The Analysis of Variance (ANOVA) technique, which consists of only one categorical type of independent variable, or in other words a single factor, is called one way Analysis of Variance (ANOVA). On the other hand, if the Analysis of Variance (ANOVA) technique consists of two or more than two factors or categorical types of variables or independent variables, then it is called n way Analysis of Variance (ANOVA). In this, the term ‘n’ refers to the number of factors in the Analysis of Variance (ANOVA).

Like regression analysis, the process of Analysis of Variance (ANOVA) also requires the calculation of multiple sums of squares for evaluating the test statistic that is used for testing the null and alternative hypothesis. There is also one difference in Analysis of Variance (ANOVA) and regression analysis, and that is that Analysis of Variance (ANOVA) uses separate and combined means and variances for the samples while evaluating the values that are applicable for the sum of the squares.

Often, the researcher questions what type of test statistic is used for testing the significant difference. The test statistic is nothing but the F statistic that is used in Analysis of Variance (ANOVA). The F test statistic is defined as the ratio between the sample variances. The task of the F test in Analysis of Variance (ANOVA) is to carry out the test of significance of the variability of the components existing in the study.

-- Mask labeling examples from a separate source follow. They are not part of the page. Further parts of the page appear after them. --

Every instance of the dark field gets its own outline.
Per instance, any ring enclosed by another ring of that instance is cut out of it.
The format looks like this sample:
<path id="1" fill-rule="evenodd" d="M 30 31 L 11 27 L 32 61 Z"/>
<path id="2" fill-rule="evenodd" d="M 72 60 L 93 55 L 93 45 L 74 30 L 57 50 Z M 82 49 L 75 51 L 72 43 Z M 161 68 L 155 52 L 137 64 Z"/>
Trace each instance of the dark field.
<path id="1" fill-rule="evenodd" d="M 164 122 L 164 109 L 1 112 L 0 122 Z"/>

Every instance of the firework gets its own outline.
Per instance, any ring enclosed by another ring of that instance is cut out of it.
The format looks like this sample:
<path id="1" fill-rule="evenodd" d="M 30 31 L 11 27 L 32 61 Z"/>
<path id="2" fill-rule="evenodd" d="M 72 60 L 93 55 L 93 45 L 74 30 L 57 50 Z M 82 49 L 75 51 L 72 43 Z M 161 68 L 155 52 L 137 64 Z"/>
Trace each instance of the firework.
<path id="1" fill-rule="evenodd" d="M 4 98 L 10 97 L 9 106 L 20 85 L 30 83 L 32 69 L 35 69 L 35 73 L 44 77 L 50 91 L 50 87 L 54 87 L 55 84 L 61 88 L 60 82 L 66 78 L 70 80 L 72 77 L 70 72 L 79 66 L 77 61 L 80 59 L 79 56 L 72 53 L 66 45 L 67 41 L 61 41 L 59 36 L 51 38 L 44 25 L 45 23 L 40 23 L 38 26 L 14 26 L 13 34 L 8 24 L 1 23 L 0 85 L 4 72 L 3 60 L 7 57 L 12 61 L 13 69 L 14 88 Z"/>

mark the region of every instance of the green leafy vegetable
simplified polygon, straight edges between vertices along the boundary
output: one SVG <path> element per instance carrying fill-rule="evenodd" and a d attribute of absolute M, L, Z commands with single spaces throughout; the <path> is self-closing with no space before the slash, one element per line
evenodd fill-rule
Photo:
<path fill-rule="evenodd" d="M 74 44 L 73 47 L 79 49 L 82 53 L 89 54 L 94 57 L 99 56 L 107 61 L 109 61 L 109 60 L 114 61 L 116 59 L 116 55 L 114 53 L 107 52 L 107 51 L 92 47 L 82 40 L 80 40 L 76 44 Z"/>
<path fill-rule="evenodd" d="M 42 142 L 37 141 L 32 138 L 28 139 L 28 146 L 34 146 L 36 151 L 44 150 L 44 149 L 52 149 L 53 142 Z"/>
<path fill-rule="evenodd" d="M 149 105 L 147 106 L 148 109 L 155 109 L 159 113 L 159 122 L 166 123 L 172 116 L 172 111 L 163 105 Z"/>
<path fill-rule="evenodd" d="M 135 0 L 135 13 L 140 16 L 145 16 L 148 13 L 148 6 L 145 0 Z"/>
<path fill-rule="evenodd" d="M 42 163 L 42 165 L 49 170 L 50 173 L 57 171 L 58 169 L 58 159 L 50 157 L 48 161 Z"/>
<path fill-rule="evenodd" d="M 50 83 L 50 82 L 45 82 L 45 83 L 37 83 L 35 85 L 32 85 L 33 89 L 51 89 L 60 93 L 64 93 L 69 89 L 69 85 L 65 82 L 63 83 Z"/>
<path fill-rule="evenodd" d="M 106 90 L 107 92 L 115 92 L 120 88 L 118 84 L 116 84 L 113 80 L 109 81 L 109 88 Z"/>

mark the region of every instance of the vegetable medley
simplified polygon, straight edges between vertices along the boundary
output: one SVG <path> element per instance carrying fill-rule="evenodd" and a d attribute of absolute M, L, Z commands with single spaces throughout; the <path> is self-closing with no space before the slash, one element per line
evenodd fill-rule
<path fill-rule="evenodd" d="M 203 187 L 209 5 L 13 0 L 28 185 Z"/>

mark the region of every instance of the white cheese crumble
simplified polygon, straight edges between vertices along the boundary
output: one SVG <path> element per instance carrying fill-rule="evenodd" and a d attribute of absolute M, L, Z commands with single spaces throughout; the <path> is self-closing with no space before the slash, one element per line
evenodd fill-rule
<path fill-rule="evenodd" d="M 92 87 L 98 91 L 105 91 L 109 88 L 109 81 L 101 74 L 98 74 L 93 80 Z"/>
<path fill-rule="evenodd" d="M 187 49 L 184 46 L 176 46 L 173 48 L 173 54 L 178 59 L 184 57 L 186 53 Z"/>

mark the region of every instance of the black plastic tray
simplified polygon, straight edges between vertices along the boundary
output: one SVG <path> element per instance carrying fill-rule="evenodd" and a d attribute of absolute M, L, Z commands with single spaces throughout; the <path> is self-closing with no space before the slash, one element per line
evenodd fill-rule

The most important question is about the assumptions in Analysis of Variance (ANOVA).

The first assumption of Analysis of Variance (ANOVA) is that each sample has been drawn from the population by the process of random sampling.

The second assumption of Analysis of Variance (ANOVA) is that the population from which each sample is randomly drawn should follow normal distribution. In other words, this means that in Analysis of Variance (ANOVA), it is assumed that the error term is normally distributed having its mean as zero and the variance as σ2e.

The third assumption of Analysis of Variance (ANOVA) is that there is homogeneity within the variances of the populations from which the sample has been drawn.

The fourth assumption of Analysis of Variance (ANOVA) is that the population that consists of the random effects (A) is normally distributed having ‘0’ as the mean and σ2a as the variance.